Upon our return to Bangkok from Ayutthuya this afternoon, we asked the taxi driver to take us to the Jim Thompson House Museum. We ate lunch there in one of the cafes before taking our tour of the house. The cafe was modern and the food delicious!
“Jim Thompson became one of the most famous Americans living in Asia. Time magazine claimed “he almost single-handedly saved Thailand’s vital silk industry from extinction.” Jim Thompson was born into a family of means. His father was a wealthy textile manufacturer in Delaware. Jim graduated from Princeton in 1928. He represented the US at the 1928 Olympics, competing in sailing. He practiced architecture with a New York firm. In 1941, he quit his job and joined the US Marines, and then the OSS, forerunner of the CIA. After the war, he became a silk merchant and antique collector. The pinnacle of his architectural achievement was the construction of his new home in Bangkok, assembled from several old country houses he collected, and then building six Thai dwellings on his property.”

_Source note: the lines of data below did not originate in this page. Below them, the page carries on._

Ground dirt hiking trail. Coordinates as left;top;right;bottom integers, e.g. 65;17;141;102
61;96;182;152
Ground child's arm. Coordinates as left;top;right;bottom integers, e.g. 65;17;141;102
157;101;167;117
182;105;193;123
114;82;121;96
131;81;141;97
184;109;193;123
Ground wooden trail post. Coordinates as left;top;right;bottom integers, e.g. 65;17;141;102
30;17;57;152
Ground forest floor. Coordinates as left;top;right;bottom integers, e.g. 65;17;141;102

During the same time, 1950’s and 60’s, Jim Thompson focused on hand-woven Thai silk. He rounded up 200 hand weavers and supplied them with raw silk and dyes to turn out finished products on their crude home looms in their homes. The silks became popular and the business expanded quickly. Thompson disappeared in 1967, while on a trip with friends in Malaysia. He was never found. His company, a Thai enterprise, survives today.”